As Delhi swelters under a merciless 45C heatwave, the city’s most vulnerable residents are forced to make impossible choices. With power outages crippling cooling systems and water supplies dwindling, slum dwellers prioritise bare survival over health and safety. The crisis has reignited debate over urban adaptation, with experts pointing to Britain’s climate resilience framework as a stark contrast.
Dr. Amrita Singh, a climate adaptation specialist at the Indian Institute of Technology, explains the grim calculus. “When temperatures hit 45C, labourers in informal settlements face a trilemma: work under the scorching sun to feed their families, stay inside suffocating shacks, or seek shade in underpasses where air quality is hazardous. None are safe.”
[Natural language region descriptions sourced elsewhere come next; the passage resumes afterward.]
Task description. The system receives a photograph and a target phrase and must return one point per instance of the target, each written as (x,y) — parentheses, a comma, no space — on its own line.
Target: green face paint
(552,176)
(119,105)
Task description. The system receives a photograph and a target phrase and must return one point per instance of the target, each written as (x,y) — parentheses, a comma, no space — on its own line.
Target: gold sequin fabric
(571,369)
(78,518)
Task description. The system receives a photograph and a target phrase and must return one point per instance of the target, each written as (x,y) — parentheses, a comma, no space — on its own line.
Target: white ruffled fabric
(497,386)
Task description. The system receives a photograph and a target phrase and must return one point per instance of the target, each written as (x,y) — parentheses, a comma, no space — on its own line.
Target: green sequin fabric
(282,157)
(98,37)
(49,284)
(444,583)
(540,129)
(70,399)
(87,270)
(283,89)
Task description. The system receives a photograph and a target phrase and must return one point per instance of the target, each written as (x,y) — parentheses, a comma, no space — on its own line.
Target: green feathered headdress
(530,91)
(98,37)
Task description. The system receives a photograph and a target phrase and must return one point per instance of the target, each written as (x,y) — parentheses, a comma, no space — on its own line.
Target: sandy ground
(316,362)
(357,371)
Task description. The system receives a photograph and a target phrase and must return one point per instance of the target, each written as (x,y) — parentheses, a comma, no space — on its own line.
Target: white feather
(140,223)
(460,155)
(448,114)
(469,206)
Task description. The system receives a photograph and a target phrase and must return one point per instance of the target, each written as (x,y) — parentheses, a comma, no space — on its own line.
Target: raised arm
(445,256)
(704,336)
Delhi’s heat action plan, introduced in 2013, does include early warning systems and drinking water kiosks. But implementation remains patchy. On Monday, a spot check in the Seelampur slum found two of five community coolers broken and only one working tap. “The plan looks good on paper, but paper doesn’t save lives,” says Singh.
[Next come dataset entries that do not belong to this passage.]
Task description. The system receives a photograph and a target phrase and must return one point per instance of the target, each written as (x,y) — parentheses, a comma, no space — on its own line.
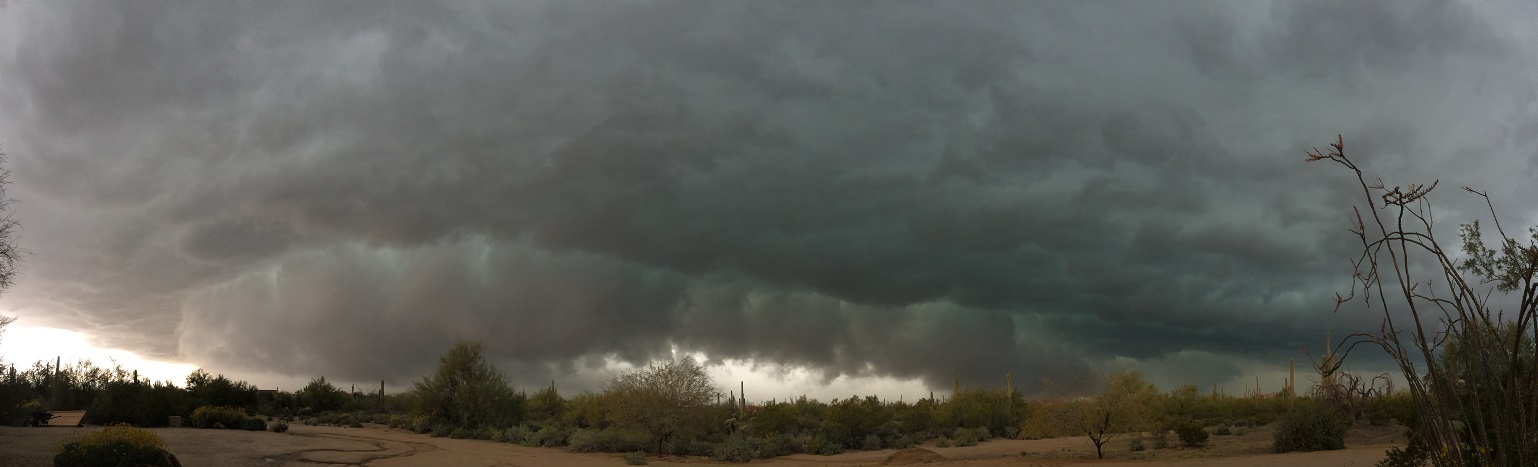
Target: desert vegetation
(672,407)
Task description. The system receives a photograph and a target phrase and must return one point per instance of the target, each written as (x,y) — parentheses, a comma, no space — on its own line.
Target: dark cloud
(882,189)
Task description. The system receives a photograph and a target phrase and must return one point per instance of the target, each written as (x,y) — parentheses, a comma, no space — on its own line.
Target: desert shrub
(209,417)
(1412,455)
(419,424)
(871,443)
(735,449)
(966,437)
(114,446)
(778,446)
(549,437)
(514,435)
(1189,432)
(253,424)
(1311,426)
(1398,406)
(1012,432)
(586,440)
(468,392)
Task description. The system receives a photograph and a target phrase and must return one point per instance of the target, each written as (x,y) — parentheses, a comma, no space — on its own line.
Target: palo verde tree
(1121,404)
(1484,409)
(468,392)
(663,400)
(320,395)
(9,252)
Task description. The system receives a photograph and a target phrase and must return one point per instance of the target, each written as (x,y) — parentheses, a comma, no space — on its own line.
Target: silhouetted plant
(1469,366)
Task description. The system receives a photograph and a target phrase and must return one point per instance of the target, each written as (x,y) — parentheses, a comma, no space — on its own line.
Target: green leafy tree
(663,400)
(320,395)
(546,406)
(468,392)
(1120,404)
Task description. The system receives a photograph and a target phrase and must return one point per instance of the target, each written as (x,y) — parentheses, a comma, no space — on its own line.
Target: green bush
(211,417)
(777,446)
(586,440)
(114,446)
(1411,455)
(549,437)
(734,449)
(966,437)
(823,446)
(1311,426)
(514,435)
(871,443)
(1191,433)
(253,424)
(420,424)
Meanwhile, the British model is drawing admiration. The UK’s National Adaptation Programme, updated in 2023, mandates building regulations for passive cooling (roofs painted with reflective coatings, green spaces, and ventilation shafts). It also requires all new hospitals and schools to have backup solar-powered air conditioning. Critical infrastructure must operate even during heat extremes.
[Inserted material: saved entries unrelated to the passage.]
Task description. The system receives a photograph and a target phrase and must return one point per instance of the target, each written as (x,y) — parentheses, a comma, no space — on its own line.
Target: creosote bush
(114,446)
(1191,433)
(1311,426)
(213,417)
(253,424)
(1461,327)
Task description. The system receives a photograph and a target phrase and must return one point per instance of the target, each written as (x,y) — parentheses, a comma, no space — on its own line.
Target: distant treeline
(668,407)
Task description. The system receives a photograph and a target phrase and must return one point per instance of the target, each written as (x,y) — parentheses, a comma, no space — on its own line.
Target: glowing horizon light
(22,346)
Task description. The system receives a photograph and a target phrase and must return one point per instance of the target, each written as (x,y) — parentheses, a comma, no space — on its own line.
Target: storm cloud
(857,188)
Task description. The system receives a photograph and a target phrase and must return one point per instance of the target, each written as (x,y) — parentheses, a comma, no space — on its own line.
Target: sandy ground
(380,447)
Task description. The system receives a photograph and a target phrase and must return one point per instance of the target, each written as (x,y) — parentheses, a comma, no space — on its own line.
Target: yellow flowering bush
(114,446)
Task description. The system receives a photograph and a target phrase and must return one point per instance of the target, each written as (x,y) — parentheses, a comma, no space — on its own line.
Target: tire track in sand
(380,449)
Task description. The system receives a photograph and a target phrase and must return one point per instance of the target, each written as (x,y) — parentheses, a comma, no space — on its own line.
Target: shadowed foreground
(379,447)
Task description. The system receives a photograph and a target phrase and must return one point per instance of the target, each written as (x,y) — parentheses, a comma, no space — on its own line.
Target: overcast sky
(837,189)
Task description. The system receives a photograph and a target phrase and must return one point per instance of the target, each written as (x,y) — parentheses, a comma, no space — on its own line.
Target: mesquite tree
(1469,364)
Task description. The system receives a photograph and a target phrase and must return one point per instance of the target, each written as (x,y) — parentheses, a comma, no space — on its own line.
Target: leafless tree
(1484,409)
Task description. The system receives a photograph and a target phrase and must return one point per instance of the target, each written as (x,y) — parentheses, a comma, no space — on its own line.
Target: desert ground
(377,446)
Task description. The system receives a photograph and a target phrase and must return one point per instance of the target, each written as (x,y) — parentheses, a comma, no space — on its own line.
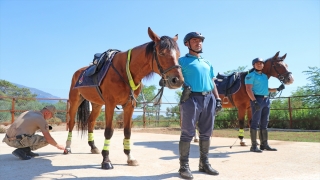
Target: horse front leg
(128,111)
(108,132)
(96,109)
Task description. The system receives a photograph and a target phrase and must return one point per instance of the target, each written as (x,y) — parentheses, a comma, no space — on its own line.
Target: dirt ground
(157,153)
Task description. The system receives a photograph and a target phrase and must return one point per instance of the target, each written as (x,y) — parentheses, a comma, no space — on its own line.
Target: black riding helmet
(193,35)
(257,60)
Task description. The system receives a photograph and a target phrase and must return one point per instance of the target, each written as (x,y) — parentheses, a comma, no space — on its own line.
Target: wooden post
(290,112)
(12,110)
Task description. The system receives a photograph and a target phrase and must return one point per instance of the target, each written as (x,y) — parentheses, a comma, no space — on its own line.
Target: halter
(279,76)
(162,72)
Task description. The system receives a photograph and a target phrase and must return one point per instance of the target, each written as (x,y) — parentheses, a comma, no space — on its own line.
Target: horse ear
(284,56)
(276,55)
(153,35)
(175,38)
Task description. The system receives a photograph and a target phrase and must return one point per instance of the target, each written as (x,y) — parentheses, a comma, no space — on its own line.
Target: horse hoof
(95,151)
(106,165)
(67,151)
(133,163)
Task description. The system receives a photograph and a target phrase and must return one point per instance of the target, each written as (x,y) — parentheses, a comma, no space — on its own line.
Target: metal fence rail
(286,112)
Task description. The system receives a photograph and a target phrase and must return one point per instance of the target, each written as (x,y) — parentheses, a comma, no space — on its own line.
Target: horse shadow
(194,149)
(14,168)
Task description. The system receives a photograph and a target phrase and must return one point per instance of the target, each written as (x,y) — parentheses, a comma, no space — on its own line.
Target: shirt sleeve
(249,79)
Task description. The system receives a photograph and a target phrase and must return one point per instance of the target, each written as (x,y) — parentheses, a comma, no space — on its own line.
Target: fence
(298,112)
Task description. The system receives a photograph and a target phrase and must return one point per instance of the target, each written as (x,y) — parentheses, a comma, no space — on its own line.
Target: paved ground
(157,155)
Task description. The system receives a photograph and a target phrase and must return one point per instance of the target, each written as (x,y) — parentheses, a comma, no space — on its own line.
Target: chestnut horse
(275,67)
(121,86)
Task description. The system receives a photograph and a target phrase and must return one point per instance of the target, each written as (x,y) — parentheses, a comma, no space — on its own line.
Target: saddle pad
(95,80)
(223,88)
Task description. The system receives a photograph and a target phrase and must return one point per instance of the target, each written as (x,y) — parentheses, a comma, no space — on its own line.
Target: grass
(273,135)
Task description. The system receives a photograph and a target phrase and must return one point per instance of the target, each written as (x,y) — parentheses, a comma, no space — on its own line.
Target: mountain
(39,93)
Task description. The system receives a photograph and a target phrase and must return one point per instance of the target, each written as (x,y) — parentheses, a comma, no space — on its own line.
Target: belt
(200,93)
(260,96)
(19,137)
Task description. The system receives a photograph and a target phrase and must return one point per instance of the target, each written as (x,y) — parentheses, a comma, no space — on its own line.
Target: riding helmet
(193,35)
(257,60)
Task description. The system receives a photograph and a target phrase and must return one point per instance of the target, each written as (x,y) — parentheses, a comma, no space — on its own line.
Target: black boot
(254,147)
(29,152)
(204,165)
(184,171)
(264,144)
(21,154)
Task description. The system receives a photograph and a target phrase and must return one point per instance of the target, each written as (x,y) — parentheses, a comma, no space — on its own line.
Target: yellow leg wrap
(126,144)
(241,132)
(69,136)
(90,137)
(106,144)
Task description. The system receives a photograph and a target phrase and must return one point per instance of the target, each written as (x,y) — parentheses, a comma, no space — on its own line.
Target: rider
(257,88)
(198,104)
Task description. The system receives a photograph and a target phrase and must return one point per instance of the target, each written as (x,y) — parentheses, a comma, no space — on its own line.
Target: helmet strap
(198,52)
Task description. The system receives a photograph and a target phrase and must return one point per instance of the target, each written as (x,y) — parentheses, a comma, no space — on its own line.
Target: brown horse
(275,67)
(120,86)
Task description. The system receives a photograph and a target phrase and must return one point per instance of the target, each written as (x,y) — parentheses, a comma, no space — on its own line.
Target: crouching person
(21,133)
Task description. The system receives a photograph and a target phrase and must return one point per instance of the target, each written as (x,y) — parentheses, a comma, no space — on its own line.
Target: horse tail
(83,116)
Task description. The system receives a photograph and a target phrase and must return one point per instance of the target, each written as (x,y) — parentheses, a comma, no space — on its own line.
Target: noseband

“The British system doesn’t treat heatwaves as one-off emergencies but as a chronic threat embedded in urban planning,” says Professor Helen James, a climate resilience expert at the University of Oxford. “They’ve moved beyond the ‘heatwave plan’ to a ‘heat-ready city’ framework.”
Delhi’s challenges are more acute: a population density of 11,000 per square kilometre, ageing power grids, and vast informal settlements. But there are lessons. “We need to think like engineers, not just forecasters,” says Singh. “That means retrofitting slums with cool roofs, building decentralised solar microgrids, and ensuring water supplies are resilient to power cuts.”
The human cost is rising. On Tuesday, a 60-year-old rickshaw puller collapsed and died near Connaught Place. His family said he had only drunk water from a public tap suspected to be contaminated. Delhi’s heatwaves now kill an estimated 2,000 people each year, according to a 2023 study in The Lancet. The vast majority are the urban poor.
As the mercury climbs, the choice between survival and safety will only get starker. Britain’s model offers a template: treat heat as a permanent feature of urban life, not a fleeting emergency. But for Delhi’s poor, the immediate choice is simple: survive today, hope for tomorrow.